Le fonds euros reconquiert les épargnants
Le retour en grâce du fonds euros explique en grande partie cette dynamique. Avec un rendement moyen de 2,65 % net de frais de gestion pour 2025, ce support garanti surpasse désormais le Livret A de plus d'un point. Certains assureurs affichent des performances remarquables : Garance propose 3,5 %, Ampli Mutuelle atteint 3,75 %, la MACSF délivre 3,15 % et la Maif offre 3,05 %. À titre de comparaison, pour égaler le rendement net du Livret A à 1,5 %, un fonds euros doit afficher au minimum 2,21 % brut, un seuil largement dépassé par la quasi totalité du marché.
93 milliards d'euros cherchent un nouveau foyer
L'enjeu financier des clôtures de PEL dépasse le seul produit concerné. Les 93 milliards d'euros progressivement libérés entre 2026 et 2030 vont alimenter une compétition intense entre les établissements financiers pour capter ces flux. Les banques notifient leurs clients un à deux mois avant l'échéance, mais la plupart des titulaires découvrent tardivement les implications de cette clôture automatique.
Quelles options pour les épargnants concernés ?
Plusieurs pistes de réallocation se dessinent selon le profil de risque et l'horizon d'investissement. L'assurance vie reste la solution la plus citée par les professionnels du patrimoine : elle combine un rendement supérieur via les fonds euros, une garantie en capital, une fiscalité avantageuse après huit ans (abattement de 4 600 euros sur les gains pour une personne seule, 9 200 euros pour un couple) et des conditions de transmission patrimoniale attractives (152 500 euros par bénéficiaire hors succession).

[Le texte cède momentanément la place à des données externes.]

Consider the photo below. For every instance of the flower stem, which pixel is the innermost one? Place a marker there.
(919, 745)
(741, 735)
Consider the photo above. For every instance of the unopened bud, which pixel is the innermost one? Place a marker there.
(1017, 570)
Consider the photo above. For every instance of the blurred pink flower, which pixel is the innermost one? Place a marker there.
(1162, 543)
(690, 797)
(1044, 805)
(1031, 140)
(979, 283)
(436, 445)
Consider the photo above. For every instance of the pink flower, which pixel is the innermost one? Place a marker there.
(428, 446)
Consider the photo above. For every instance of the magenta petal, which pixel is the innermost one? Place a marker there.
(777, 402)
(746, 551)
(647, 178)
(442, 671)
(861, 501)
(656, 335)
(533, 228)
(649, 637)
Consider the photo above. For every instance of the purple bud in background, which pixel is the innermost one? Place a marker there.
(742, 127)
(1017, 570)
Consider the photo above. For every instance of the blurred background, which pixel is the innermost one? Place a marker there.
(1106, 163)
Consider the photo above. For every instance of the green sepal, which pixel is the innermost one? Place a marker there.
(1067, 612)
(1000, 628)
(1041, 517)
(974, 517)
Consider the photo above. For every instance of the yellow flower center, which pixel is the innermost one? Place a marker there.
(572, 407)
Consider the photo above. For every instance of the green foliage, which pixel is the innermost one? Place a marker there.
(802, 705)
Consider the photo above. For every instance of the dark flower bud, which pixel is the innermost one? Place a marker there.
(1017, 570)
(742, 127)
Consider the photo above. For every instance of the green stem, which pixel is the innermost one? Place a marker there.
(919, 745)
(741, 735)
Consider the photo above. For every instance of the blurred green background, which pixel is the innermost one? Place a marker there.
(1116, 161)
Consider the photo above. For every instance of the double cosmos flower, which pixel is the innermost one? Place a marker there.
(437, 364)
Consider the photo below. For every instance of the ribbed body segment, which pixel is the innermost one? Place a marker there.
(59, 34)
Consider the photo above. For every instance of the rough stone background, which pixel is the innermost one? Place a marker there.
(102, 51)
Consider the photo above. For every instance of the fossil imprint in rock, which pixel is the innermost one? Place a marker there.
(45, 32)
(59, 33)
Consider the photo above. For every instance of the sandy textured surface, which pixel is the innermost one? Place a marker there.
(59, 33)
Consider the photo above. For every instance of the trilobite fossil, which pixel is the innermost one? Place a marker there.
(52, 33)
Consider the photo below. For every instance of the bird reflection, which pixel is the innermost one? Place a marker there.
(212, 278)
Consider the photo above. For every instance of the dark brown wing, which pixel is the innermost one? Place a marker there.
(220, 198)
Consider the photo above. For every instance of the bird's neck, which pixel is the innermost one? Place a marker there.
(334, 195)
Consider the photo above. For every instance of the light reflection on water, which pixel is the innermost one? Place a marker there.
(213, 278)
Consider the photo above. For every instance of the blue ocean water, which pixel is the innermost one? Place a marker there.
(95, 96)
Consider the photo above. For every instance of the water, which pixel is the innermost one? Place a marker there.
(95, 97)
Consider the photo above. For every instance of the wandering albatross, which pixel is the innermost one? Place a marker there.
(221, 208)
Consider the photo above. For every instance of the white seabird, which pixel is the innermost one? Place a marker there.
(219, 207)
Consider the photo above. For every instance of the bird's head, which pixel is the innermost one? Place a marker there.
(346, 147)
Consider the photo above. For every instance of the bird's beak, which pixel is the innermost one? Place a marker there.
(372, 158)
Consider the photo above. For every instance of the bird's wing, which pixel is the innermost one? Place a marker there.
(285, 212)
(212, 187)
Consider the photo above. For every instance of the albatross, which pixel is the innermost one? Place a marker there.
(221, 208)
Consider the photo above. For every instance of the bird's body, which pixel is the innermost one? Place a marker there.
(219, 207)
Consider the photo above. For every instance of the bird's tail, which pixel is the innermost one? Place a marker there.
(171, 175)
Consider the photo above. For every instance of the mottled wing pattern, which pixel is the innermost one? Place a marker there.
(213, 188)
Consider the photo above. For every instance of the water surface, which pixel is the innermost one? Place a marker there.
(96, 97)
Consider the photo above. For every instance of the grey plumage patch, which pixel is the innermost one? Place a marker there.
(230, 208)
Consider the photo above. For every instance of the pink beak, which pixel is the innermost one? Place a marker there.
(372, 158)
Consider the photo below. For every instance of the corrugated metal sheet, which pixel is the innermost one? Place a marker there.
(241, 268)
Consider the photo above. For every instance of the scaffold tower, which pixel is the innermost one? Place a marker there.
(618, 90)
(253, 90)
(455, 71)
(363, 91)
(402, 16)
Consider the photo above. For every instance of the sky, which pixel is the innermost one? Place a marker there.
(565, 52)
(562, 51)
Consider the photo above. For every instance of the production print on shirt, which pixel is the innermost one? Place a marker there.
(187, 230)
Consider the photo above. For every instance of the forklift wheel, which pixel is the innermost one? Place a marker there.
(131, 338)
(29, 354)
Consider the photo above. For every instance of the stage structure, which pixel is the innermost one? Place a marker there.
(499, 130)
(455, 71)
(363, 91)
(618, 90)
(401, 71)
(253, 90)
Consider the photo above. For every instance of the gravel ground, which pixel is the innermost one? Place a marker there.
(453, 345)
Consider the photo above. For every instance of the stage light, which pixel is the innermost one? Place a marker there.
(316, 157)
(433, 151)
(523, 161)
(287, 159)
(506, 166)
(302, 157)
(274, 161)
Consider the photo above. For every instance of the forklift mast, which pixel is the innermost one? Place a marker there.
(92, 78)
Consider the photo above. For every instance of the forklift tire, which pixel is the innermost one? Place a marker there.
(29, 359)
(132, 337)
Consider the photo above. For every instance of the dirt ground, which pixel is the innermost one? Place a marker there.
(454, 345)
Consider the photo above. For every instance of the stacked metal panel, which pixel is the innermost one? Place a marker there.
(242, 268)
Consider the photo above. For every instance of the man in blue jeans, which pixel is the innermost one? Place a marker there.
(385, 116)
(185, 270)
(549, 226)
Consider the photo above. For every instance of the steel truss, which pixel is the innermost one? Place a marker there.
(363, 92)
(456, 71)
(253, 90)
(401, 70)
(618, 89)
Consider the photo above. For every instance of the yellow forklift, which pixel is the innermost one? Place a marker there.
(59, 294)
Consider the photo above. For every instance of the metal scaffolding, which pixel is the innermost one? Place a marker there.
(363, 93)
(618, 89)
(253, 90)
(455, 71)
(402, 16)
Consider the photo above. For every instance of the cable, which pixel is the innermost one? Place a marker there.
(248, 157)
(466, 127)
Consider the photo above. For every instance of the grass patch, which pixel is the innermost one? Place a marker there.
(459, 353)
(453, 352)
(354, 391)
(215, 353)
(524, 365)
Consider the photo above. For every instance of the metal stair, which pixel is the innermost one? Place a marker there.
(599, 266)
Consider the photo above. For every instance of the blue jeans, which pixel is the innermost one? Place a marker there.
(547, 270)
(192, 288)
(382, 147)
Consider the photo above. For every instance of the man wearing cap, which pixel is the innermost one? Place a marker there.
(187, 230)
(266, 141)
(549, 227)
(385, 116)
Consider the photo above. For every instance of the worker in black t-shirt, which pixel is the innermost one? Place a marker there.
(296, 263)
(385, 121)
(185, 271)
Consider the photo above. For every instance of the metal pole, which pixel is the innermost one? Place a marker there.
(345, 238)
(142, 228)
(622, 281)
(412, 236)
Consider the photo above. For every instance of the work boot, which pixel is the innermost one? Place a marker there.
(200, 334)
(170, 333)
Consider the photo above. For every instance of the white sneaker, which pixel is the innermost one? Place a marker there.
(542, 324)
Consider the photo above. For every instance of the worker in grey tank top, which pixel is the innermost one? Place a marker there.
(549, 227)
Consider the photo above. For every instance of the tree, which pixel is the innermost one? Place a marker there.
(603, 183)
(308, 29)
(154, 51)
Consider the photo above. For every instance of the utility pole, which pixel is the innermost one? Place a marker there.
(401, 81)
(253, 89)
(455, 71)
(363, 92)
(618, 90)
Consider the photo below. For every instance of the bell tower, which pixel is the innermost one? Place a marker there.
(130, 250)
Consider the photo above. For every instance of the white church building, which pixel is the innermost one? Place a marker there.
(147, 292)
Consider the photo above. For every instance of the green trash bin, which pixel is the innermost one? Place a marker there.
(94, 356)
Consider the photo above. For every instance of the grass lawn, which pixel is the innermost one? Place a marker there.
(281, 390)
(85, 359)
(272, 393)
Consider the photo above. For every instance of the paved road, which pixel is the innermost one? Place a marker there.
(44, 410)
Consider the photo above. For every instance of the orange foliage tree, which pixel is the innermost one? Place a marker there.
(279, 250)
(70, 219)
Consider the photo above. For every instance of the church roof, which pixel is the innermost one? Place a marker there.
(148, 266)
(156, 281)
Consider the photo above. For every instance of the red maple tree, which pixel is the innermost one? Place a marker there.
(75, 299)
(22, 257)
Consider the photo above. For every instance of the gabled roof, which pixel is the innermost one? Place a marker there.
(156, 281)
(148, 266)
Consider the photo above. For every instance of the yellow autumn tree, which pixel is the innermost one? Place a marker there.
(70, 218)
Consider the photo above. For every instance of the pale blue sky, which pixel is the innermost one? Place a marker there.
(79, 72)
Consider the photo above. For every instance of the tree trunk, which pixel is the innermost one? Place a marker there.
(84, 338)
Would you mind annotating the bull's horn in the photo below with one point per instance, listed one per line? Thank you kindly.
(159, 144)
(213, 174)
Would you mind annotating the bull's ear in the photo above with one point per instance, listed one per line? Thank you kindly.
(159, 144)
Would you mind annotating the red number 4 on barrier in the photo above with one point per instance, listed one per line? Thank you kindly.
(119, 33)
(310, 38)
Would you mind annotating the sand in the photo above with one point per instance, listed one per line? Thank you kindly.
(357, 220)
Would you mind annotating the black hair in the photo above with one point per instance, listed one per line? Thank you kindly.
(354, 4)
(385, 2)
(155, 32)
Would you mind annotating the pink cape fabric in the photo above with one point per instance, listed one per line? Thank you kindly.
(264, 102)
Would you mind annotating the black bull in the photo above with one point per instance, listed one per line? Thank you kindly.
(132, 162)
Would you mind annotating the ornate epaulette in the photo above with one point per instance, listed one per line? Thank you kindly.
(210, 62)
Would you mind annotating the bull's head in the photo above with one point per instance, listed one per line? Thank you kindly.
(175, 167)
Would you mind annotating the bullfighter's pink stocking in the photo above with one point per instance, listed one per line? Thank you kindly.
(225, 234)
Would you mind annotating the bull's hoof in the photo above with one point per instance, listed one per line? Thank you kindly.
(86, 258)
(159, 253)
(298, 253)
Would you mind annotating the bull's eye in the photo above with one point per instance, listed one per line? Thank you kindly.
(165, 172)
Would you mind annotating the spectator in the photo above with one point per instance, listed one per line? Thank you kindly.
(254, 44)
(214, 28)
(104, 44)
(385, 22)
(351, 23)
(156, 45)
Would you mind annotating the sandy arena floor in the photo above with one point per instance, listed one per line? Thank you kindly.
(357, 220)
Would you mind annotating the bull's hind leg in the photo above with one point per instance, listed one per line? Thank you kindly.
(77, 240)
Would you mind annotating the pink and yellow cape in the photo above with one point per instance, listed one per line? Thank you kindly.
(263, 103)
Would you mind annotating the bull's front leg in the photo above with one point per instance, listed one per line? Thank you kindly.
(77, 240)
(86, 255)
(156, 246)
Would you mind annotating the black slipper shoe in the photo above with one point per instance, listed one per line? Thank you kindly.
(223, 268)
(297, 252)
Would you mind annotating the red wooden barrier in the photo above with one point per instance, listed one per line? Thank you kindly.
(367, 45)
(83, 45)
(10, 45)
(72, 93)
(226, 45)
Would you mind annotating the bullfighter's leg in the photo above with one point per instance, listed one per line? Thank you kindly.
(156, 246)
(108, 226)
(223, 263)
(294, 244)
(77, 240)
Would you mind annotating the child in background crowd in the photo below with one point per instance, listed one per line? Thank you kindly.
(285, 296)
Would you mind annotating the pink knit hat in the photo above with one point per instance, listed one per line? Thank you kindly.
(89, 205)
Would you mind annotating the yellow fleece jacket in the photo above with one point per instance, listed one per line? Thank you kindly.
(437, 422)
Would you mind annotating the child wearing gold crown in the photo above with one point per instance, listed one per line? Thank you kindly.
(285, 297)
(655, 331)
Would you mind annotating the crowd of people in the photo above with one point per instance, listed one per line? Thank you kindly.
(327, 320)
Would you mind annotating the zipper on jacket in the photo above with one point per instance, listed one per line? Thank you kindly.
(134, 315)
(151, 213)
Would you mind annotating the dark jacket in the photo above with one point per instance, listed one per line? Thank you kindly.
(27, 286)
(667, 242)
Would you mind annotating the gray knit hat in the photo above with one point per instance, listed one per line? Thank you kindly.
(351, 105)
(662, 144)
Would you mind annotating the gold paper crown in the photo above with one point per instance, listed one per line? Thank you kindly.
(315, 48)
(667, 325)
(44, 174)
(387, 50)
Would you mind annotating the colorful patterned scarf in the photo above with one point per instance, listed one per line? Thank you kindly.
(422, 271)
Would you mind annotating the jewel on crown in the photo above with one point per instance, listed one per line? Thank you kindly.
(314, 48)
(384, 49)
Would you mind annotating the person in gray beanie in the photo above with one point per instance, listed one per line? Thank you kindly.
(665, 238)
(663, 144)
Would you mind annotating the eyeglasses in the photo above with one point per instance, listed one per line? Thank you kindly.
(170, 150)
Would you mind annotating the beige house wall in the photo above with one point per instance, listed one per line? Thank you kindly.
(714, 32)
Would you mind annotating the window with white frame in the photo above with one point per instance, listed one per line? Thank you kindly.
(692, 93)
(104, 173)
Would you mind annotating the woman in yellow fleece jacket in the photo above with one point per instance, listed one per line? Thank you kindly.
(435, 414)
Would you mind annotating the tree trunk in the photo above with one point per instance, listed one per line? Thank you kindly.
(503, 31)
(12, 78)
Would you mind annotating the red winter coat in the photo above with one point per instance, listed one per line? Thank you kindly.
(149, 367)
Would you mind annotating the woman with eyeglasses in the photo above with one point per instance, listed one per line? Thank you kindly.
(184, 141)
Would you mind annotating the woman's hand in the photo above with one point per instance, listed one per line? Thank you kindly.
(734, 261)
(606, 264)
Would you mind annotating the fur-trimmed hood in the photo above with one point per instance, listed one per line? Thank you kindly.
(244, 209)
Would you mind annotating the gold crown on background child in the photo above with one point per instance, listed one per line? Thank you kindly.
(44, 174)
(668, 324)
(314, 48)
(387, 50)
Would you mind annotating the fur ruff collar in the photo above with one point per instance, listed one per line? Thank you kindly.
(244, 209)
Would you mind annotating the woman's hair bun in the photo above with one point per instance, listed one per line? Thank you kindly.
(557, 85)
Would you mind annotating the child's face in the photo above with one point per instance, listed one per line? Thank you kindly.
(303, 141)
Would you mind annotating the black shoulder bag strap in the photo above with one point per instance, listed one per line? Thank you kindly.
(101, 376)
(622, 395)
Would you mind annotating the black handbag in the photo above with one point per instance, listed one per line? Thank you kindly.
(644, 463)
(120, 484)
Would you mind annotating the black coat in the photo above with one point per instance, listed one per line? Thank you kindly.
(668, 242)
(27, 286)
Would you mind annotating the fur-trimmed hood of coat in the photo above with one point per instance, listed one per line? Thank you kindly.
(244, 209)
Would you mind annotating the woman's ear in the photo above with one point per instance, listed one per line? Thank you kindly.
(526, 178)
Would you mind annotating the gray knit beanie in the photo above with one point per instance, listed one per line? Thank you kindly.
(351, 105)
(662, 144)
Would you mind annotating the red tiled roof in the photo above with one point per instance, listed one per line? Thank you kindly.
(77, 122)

Le Plan d'épargne retraite (PER) représente une alternative pertinente pour les contribuables fortement imposés, grâce à la déductibilité des versements du revenu imposable, dans la limite de 37 680 euros annuels pour un salarié. L'investissement immobilier locatif, via des dispositifs tels que le LMNP ou le LLI, constitue une troisième voie pour les épargnants disposant de sommes plus conséquentes.
Le taux d'épargne des Français reste élevé
Cette réallocation massive s'opère dans un contexte de prudence persistante des ménages. Le taux d'épargne s'est établi à 17,9 % au quatrième trimestre 2025, un niveau historiquement élevé qui témoigne d'un comportement de précaution face aux incertitudes économiques et géopolitiques. L'inflation, revenue à 1 % en février 2026 après un point bas à 0,3 % en janvier, reste contenue mais suffisante pour éroder le rendement réel des placements les moins rémunérateurs.
La prochaine révision du taux du Livret A, prévue le 1er août 2026, pourrait le porter à environ 1,6 % si l'inflation se stabilise autour de 1 %. Ce léger rebond ne devrait pas inverser la tendance structurelle de réallocation vers l'assurance vie et d'autres supports plus rémunérateurs.
Ce que les épargnants doivent surveiller
Trois indicateurs méritent une attention particulière dans les mois à venir. Premièrement, l'ampleur effective des premières clôtures de PEL en mars permettra de mesurer si les banques ont correctement anticipé l'accompagnement de leurs clients. Deuxièmement, les chiffres de collecte de l'assurance vie pour février et mars 2026 confirmeront ou non l'accélération du mouvement de transfert. Troisièmement, l'évolution des taux des fonds euros pour 2026, dans un contexte où la BCE maintient ses taux directeurs à 2 % et où l'OAT 10 ans oscille autour de 3,4 %, déterminera la pérennité de l'avantage compétitif de l'assurance vie face aux livrets réglementés.
Pour les 3,2 millions de Français concernés par la clôture de leur PEL, la recommandation unanime des experts converge : anticiper la réallocation plutôt que subir le transfert automatique vers un livret bancaire faiblement rémunéré. La mutuelle Carac met en garde contre une « érosion évitable du capital » en cas d'inaction, tandis que les conseillers de Banque Populaire insistent sur l'importance d'un accompagnement personnalisé, car « les priorités de vie des clients peuvent avoir changé » après 15 ans.